A obra de Roberto Gomes foi escrita entre 1910 e 1921. Ao final desse período, cenários menos cosmopolitas e mais tipicamente brasileiros aparecerão em seu trabalho, em resposta a tendências nacionalistas em voga, incorporadas, contudo, de maneira muito pessoal. Como se dá na lapidar A casa fechada, de 1919, em que a história se passa em pequena cidade do interior. A peça, publicada e encenada postumamente, foi levada à televisão por Antunes Filho em 1975. Sensibilidade para a condição das mulheres distingue esse e outros textos do autor.

Dentre as oito peças que escreveu, o carioca Roberto Gomes (1882-1922) privilegiou os temas permanentes (a solidão, a morte), não há dúvida. Tampouco deixou de fazer a crônica das elites de seu tempo, embora este não seja o aspecto mais importante em sua obra. O que o afirma como testemunha da vida social reside na atenção dada às relações predatórias entre as pessoas, das quais ‘O jardim silencioso’ (1918) e ‘A casa fechada’ (1919) oferecem exemplos eloquentes, sendo a última adaptada ao teleteatro por Antunes Filho nos anos 1970

A estreia de sua primeira peça, Ao declinar do dia…, ocorre no Theatro Municipal do Rio de Janeiro em julho de 1910 – o prédio havia sido inaugurado no ano anterior. O drama em ato único participara de uma seleção feita pela Academia Brasileira de Letras, que estimulava o surgimento de autores nacionais.

O breve enredo mostra Viriato, homem de saúde frágil, acamado em tratamento de doença grave; sua mulher Laura; e Jorge, um velho amor que chega para visitá-la. A cena inicial envolve o Médico, Viriato e, depois, o doutor a sós com Laura. Ela sabe então que o marido está desenganado e pode morrer em poucos dias – ou horas.

O diálogo entre Laura e Jorge os leva, a seguir, não sem hesitações e angústia, a tentar retomar os sentimentos que ficaram para trás. Quando afinal se desfazem dos temores e se beijam, Viriato, que havia acordado, ao que parece ouve a conversa e possivelmente vê o beijo. Sua presença, até ali não notada por Laura e Jorge, se denuncia pelo baque do corpo. O projeto amoroso renascido há pouco então se desfaz: Laura não quer viver com a culpa de terem, quem sabe, levado seu marido à morte.

A peça é, digamos, palavrosa, com a linguagem das falas a comprometer a sua fluidez. Mas a história, com seu pesado fatalismo, pode impressionar o leitor. É fato que a ética do sacrifício já não comove (ou convence) todo mundo: o desfecho, com a separação de Laura e Jorge, lembra uma fotografia antiga, digna, mas distante.

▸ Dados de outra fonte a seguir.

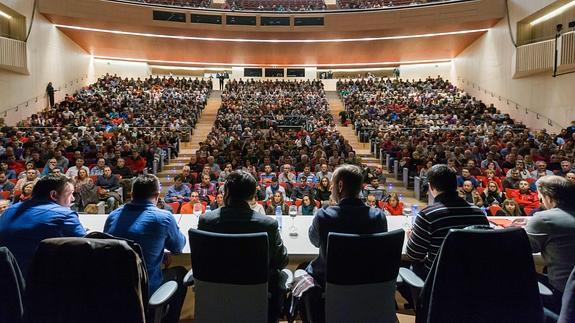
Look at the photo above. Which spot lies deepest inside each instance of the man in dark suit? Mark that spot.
(351, 215)
(237, 217)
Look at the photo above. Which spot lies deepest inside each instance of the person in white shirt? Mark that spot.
(274, 187)
(324, 172)
(73, 171)
(99, 168)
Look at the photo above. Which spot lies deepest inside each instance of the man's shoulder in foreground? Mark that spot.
(148, 209)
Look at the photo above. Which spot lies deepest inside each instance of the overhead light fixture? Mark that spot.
(372, 69)
(553, 13)
(5, 15)
(156, 61)
(253, 40)
(182, 68)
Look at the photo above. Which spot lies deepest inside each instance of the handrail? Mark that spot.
(34, 99)
(408, 6)
(518, 106)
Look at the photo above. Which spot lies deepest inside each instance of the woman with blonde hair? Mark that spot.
(323, 191)
(492, 195)
(510, 208)
(275, 201)
(393, 205)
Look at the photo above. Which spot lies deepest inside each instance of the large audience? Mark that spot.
(179, 3)
(281, 132)
(276, 5)
(101, 136)
(426, 122)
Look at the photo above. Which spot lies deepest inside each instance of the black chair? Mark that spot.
(91, 280)
(567, 314)
(11, 288)
(361, 276)
(230, 276)
(479, 276)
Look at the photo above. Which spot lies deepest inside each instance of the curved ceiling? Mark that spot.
(113, 30)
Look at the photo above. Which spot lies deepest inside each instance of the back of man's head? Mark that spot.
(49, 183)
(145, 187)
(239, 186)
(348, 181)
(442, 179)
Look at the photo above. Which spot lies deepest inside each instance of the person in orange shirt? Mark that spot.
(527, 199)
(393, 205)
(188, 207)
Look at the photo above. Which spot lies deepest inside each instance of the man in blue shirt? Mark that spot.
(154, 230)
(46, 215)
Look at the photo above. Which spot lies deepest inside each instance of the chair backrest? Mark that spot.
(86, 280)
(230, 276)
(567, 314)
(482, 276)
(11, 287)
(361, 276)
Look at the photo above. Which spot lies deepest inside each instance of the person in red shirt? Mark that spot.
(393, 205)
(526, 198)
(136, 163)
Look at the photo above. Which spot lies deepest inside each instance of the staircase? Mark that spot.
(187, 149)
(363, 150)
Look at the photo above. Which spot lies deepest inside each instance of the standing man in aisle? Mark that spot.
(50, 93)
(154, 230)
(46, 215)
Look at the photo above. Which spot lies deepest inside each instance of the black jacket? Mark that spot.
(350, 216)
(242, 219)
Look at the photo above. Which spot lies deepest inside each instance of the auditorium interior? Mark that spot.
(296, 97)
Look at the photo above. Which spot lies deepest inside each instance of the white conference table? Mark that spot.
(299, 245)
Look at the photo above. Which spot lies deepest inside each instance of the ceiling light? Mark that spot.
(269, 65)
(5, 15)
(182, 68)
(553, 13)
(251, 40)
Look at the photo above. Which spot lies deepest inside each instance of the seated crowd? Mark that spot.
(259, 129)
(47, 214)
(373, 4)
(427, 122)
(179, 3)
(100, 137)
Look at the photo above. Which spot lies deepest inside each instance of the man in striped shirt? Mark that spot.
(434, 222)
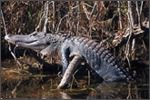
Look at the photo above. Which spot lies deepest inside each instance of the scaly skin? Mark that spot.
(99, 59)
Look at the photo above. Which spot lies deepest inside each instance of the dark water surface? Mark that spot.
(21, 84)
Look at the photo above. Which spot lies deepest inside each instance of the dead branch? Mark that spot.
(5, 29)
(46, 15)
(69, 71)
(120, 19)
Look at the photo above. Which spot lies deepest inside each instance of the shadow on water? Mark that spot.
(22, 84)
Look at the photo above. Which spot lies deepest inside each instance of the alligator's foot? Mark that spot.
(68, 73)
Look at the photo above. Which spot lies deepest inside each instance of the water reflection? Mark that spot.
(18, 84)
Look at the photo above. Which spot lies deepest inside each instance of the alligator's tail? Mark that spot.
(102, 61)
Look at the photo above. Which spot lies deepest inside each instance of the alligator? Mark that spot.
(98, 57)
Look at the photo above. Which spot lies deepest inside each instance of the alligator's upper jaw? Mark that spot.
(26, 41)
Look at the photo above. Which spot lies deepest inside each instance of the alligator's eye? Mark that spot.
(48, 43)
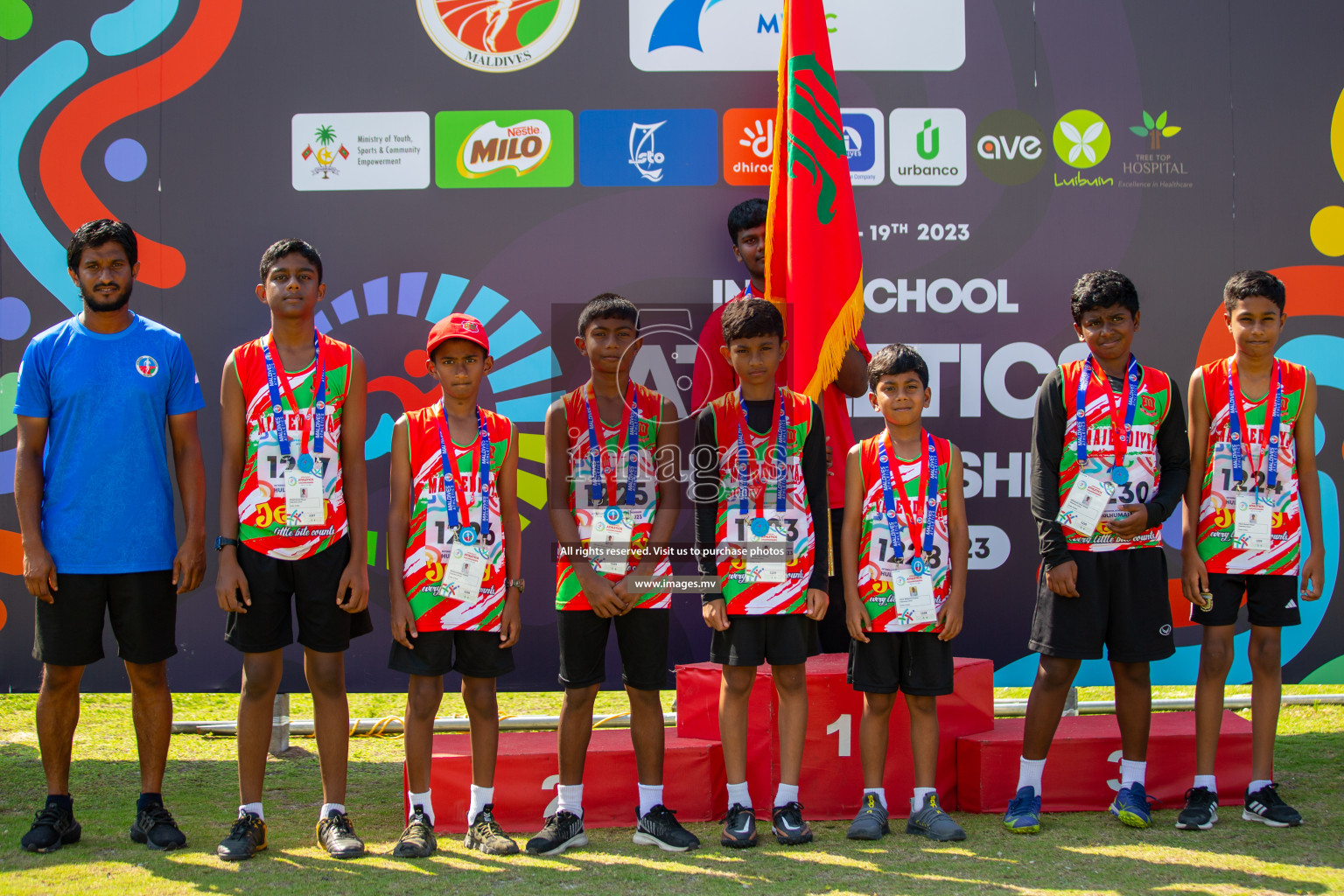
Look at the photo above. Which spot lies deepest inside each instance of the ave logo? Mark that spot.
(1010, 147)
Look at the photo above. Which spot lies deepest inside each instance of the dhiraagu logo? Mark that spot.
(1082, 138)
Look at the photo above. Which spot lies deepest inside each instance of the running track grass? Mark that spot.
(1075, 853)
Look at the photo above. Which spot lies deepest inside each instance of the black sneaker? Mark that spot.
(52, 828)
(486, 836)
(245, 840)
(418, 840)
(738, 828)
(788, 825)
(156, 830)
(1200, 810)
(660, 828)
(1265, 806)
(338, 837)
(561, 830)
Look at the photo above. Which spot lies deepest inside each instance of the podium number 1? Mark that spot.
(844, 728)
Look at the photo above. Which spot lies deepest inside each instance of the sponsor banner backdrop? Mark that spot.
(1003, 150)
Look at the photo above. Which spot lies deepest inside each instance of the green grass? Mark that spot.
(1077, 853)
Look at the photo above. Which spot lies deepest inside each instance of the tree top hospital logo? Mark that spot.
(498, 35)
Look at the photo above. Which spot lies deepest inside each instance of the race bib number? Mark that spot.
(1085, 504)
(611, 542)
(1251, 524)
(913, 597)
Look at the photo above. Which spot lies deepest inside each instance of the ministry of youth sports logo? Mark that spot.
(498, 35)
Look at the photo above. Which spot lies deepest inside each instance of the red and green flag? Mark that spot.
(814, 265)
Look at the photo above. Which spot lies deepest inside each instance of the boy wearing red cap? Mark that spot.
(453, 531)
(293, 522)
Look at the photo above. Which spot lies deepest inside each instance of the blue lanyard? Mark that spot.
(929, 497)
(597, 469)
(781, 442)
(278, 409)
(1118, 439)
(449, 465)
(1234, 424)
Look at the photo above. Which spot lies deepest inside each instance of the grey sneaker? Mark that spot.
(933, 822)
(872, 821)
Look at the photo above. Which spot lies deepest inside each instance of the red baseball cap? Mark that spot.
(458, 326)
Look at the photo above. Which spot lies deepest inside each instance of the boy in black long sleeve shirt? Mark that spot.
(1109, 464)
(761, 522)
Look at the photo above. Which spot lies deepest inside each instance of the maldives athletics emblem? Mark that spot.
(498, 35)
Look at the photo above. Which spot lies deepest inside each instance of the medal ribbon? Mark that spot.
(1234, 424)
(275, 383)
(928, 494)
(780, 434)
(1121, 439)
(597, 468)
(454, 494)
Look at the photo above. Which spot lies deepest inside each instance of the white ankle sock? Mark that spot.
(739, 794)
(651, 795)
(571, 798)
(481, 797)
(425, 801)
(1030, 773)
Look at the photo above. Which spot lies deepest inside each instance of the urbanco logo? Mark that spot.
(1010, 147)
(1082, 138)
(498, 35)
(928, 147)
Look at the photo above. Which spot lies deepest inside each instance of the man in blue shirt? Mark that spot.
(95, 514)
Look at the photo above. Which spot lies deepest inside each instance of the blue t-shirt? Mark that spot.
(107, 504)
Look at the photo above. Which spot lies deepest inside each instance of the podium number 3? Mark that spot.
(844, 730)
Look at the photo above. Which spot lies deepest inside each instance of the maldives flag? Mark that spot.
(814, 265)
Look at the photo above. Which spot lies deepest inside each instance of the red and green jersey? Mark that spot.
(613, 473)
(261, 494)
(885, 547)
(744, 592)
(1219, 492)
(1141, 459)
(431, 537)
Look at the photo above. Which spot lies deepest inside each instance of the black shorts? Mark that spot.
(1121, 604)
(323, 626)
(640, 634)
(781, 640)
(143, 607)
(479, 654)
(913, 662)
(1270, 601)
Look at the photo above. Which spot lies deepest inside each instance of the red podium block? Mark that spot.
(1083, 768)
(832, 775)
(527, 773)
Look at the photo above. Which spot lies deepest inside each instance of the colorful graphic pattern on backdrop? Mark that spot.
(514, 158)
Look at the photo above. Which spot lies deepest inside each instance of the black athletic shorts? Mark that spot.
(1121, 604)
(781, 640)
(640, 634)
(1270, 601)
(913, 662)
(478, 654)
(323, 626)
(143, 607)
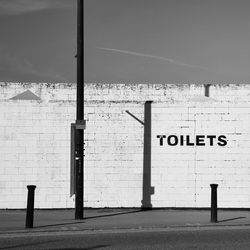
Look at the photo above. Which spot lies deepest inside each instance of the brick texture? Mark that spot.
(35, 145)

 “A companhia que representou a sua peça em 1910 era luso-brasileira e a temporada não agradou”, registra a pesquisadora Marta Morais da Costa, editora da coletânea Teatro de Roberto Gomes (1983). Havia uma demanda por companhias e montagens nacionais. O crítico Mário Nunes, citado por Costa, informa que dois anos depois, quando se exibiu O canto sem palavras, o empresário Eduardo Vitorino organizava “a primeira companha brasileira que ocupou o Municipal (…), aceitando o prefeito Bento Ribeiro a proposta, cedendo a cerrada campanha da imprensa”. A estreia se deu em outubro de 1912.

O canto sem palavras, em três atos, é uma das principais peças de Roberto Gomes. O crítico Sábato Magaldi, no Panorama do teatro brasileiro originalmente publicado em 1962, fala em Tchekhov e nos romances de Machado de Assis ao tratar dos climas melancólicos, quando não sombrios, desenhados na peça. As limitações de novo residem nas falas retóricas (o que é notado por Costa e também por Eudinyr Fraga em O simbolismo no teatro brasileiro, de 1992), mas aqui as situações estão dispostas de modo a justificar em parte os derramamentos.

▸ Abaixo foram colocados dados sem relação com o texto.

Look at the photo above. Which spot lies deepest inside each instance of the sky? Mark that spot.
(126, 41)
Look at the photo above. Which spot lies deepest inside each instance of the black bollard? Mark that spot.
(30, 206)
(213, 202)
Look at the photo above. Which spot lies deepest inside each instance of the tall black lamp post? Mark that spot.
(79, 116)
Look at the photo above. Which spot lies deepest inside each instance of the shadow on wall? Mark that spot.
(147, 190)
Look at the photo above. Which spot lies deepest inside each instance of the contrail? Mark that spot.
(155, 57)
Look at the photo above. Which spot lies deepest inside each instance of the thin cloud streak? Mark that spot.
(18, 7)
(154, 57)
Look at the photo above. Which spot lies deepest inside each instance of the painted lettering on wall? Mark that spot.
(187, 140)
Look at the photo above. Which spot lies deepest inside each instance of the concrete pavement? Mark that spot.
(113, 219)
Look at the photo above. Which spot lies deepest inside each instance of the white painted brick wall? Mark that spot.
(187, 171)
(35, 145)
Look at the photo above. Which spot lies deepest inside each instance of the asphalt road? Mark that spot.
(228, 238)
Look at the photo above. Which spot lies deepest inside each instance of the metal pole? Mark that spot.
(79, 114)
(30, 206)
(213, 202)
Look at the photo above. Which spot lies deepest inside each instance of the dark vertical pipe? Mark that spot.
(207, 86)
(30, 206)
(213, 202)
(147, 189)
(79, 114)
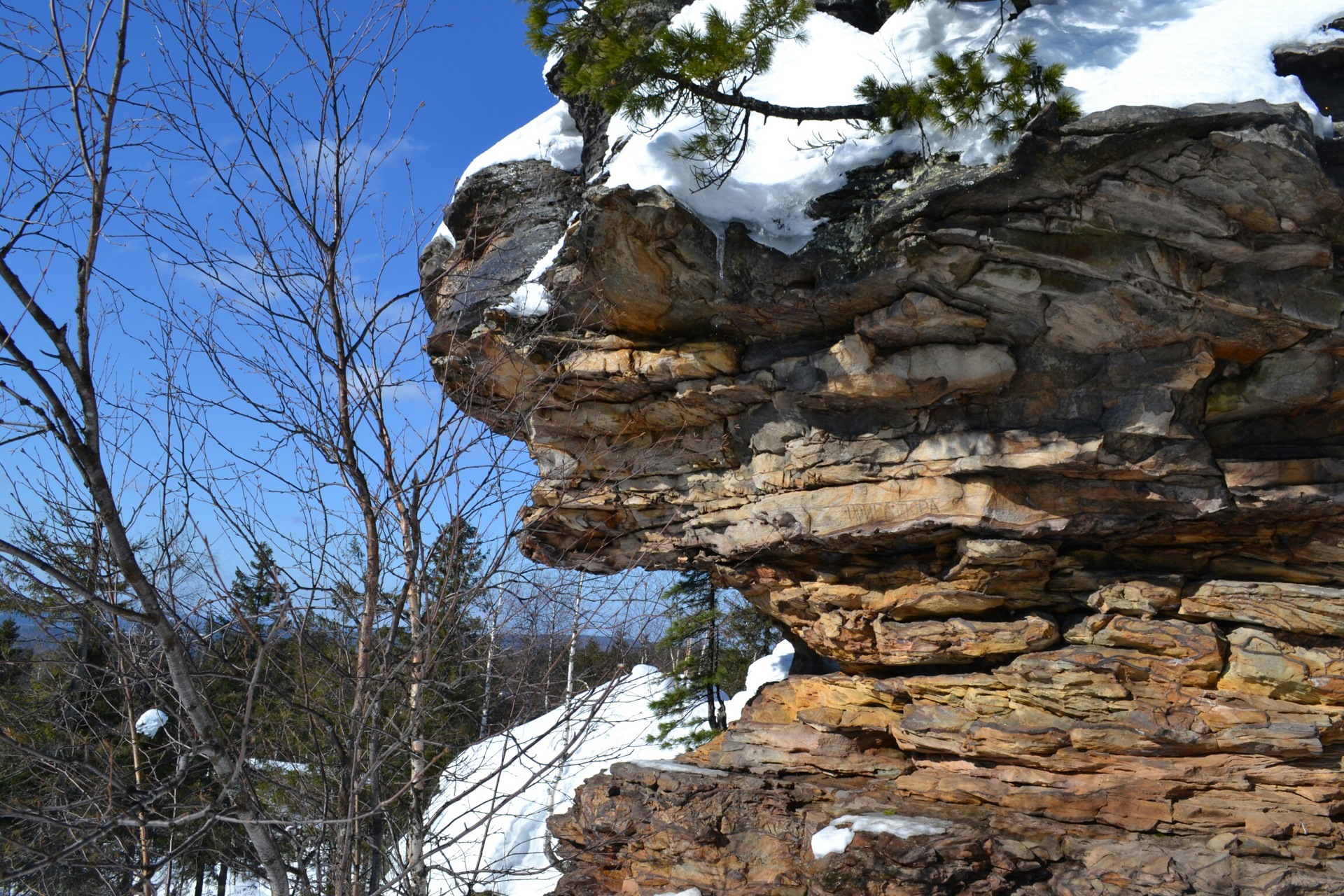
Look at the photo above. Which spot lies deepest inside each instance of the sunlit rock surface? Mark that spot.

Reprodução Dos raros registros de Roberto Gomes, que nasceu no Rio de Janeiro, passou parte da infância em Paris, legou pelo menos oito peças, projetou-se como um dos dramaturgos de inspiração simbolista atuantes nas primeiras décadas do século XX, contemporâneo de João do Rio, tendo vivido por 40 anos, até tirar a vida

Roberto Gomes revelava-se, na segunda obra, um hábil criador de situações dramáticas. Na primeira peça, tudo se encaixava um pouco precisamente demais, denunciando a presença do autor quando não se devia percebê-la. Desta vez, os acontecimentos (afinal simples) levam o maduro Maurício a não concordar, a princípio, com o casamento de sua afilhada Queridinha, sem que tenha nenhum motivo para tanto. Hermínia, amiga de Maurício (na verdade, sua ex-amante, mas a censura não permitia o uso dessa última palavra), então o faz ver: o que ele sente pela menina não são cuidados de tutor, mas ciúmes de homem apaixonado pela garota de 17 anos.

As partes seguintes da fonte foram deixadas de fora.